The Bentley Geotechnical Information Management team is taking a leading role in developing OpenSource toolkits for AGS and DIGGS and are retiring the AGS checkers to help support these initiatives.
Bentley has been a big supporter of transferring geotechnical data in a standardized format since the start of our involvement in the UK AGS format committee in 1997 and the US DIGGS committee in 2005. Their hard work and perseverance have recently been recognized, with one team member getting an AGS award in 2020 and a total of 3 AGS Awards this year.
Bentley's work within the committees is not just about “Commas and Quotes” or “Pointy Brackets”. The IT industry has changed a lot since 1997 and Bentley through it's work within the committees is leading the industry forward to take advantage of recent changes.
The rapid rise of OpenSource solutions, using tools like Python, has been accelerating over the last five years.
Bentley is no stranger to the OpenSource community as it launched iModel.js in October 2018. iModel.js is an open-source initiative to improve the accessibility, for both visualization and analytical visibility, of infrastructure digital twins.
Bentley spotted an opportunity in late 2020 to be involved with a project being developed on GitHub by Asitha Senanayake from Fugro. Asitha was working on an open-source library to validate AGS 4.1 files and Bentley linked up with him and Tony Daly from Amageo to create a development library that has been reviewed, tested and ported over to an AGS GitLab open-source repository.
The AGS validator project is now in Beta and provides the industry with a singe source of truth for the validity of AGS 4.0.3, 4.0.4 and 4.1 files. The library provides core validation and can be used within open-source or commercial software, via a command line or a desktop App. The libraries and Desktop App can be downloaded and used free of charge.
To support the adoption of a single AGS validator, Bentley will be withdrawing their gINT and AGS Checkers at the end of the Beta period.
Bentley is also taking a leading role in a similar project for DIGGS.
PyDIGGS is a DIGGS toolkit project being led by Xin Ping from Aardman Geotechnics, part of the Tetra Tech group. The project has started to deliver a set of open-source tools for validation and conversion and bentley is currently working on the testing elements of this project and looking to migrate the work they did with their DIGGS Feedback Tool into this library.
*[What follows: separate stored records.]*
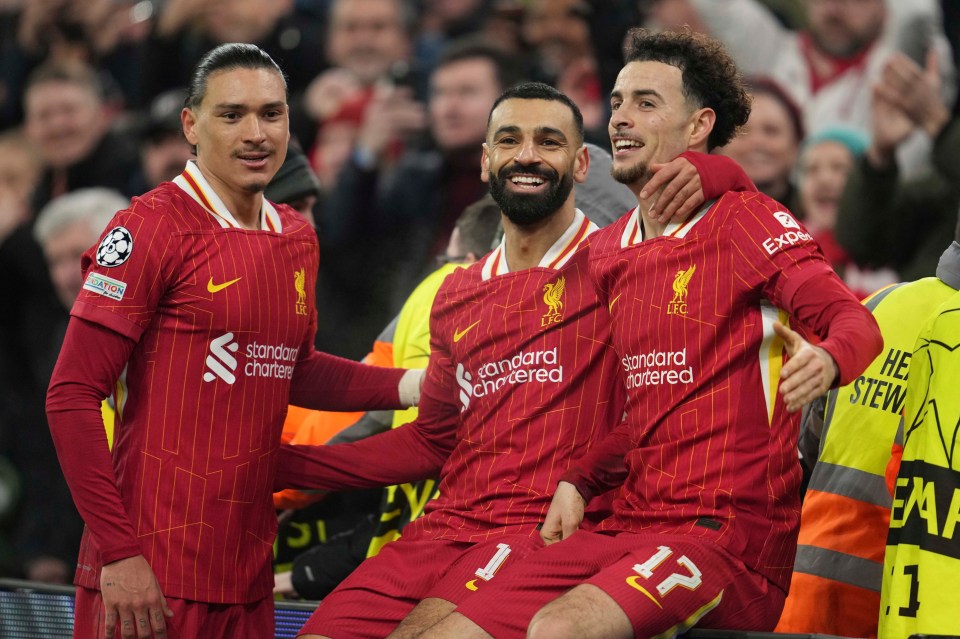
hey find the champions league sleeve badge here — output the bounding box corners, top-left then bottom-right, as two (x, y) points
(96, 226), (134, 267)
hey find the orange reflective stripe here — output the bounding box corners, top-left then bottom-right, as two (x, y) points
(777, 571), (880, 637)
(798, 490), (890, 563)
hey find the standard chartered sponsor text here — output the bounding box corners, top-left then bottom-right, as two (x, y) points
(622, 348), (694, 389)
(471, 346), (563, 398)
(245, 340), (299, 380)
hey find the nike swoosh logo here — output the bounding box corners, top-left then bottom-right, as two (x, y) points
(609, 293), (622, 311)
(207, 277), (242, 293)
(465, 579), (479, 591)
(625, 576), (663, 609)
(453, 320), (481, 343)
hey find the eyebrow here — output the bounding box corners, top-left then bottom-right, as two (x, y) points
(492, 125), (569, 142)
(610, 89), (663, 102)
(212, 101), (287, 110)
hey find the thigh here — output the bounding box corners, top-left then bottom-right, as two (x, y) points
(298, 538), (461, 639)
(427, 533), (545, 605)
(454, 530), (621, 639)
(206, 598), (275, 639)
(587, 534), (780, 638)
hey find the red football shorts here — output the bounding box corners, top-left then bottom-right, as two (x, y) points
(73, 585), (274, 639)
(298, 533), (542, 638)
(456, 530), (785, 639)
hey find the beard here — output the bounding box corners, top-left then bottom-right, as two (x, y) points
(611, 158), (650, 186)
(488, 164), (573, 227)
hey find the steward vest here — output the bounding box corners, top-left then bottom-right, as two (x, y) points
(880, 290), (960, 637)
(777, 277), (955, 637)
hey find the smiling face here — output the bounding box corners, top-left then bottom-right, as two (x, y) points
(482, 97), (587, 226)
(798, 139), (854, 232)
(608, 61), (713, 191)
(721, 93), (800, 195)
(25, 80), (107, 170)
(182, 67), (290, 207)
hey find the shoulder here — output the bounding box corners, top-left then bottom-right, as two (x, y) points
(588, 208), (636, 253)
(271, 201), (319, 243)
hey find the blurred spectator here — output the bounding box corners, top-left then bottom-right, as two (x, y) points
(797, 127), (897, 297)
(265, 141), (322, 226)
(297, 0), (422, 190)
(0, 0), (150, 126)
(318, 37), (521, 358)
(23, 60), (140, 210)
(522, 0), (605, 140)
(142, 0), (327, 103)
(721, 77), (805, 211)
(7, 188), (127, 584)
(684, 0), (954, 173)
(0, 129), (42, 242)
(837, 50), (959, 281)
(127, 88), (194, 196)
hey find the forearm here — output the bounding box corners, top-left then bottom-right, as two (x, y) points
(681, 151), (757, 197)
(559, 422), (632, 502)
(932, 116), (960, 184)
(787, 274), (883, 386)
(689, 0), (786, 75)
(835, 156), (900, 264)
(46, 318), (141, 565)
(275, 421), (450, 491)
(289, 350), (416, 411)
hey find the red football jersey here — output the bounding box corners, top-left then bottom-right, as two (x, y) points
(583, 193), (852, 592)
(279, 210), (627, 542)
(71, 162), (319, 602)
(408, 211), (625, 541)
This toolkit will provide a single source of truth for the validity of DIGGS files and help software companies produce and consume DIGGS data.
Bentley is fulfilling the long term goal of having geotechnical data work like HTML becoming a reality.
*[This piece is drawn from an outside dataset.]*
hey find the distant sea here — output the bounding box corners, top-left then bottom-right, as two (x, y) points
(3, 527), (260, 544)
When you open a browser and view a website, you don’t get an HTML file emailed to you, it is just there on the screen. The magic is happening in the background not via your inbox.
Standardized and validated data is the necessary start of this process as it allows the magic to start.
The recent launch of our OpenGround Development Network documentation has created a lot of interest and some very cool Apps that can stream data from OpenGround into multiple applications. Bentley continues to grow this network of developers with their APIs and Software Development Toolkits (SDKs) and plans to plug these two great OpenSource initiatives into the OpenGround ecosystem.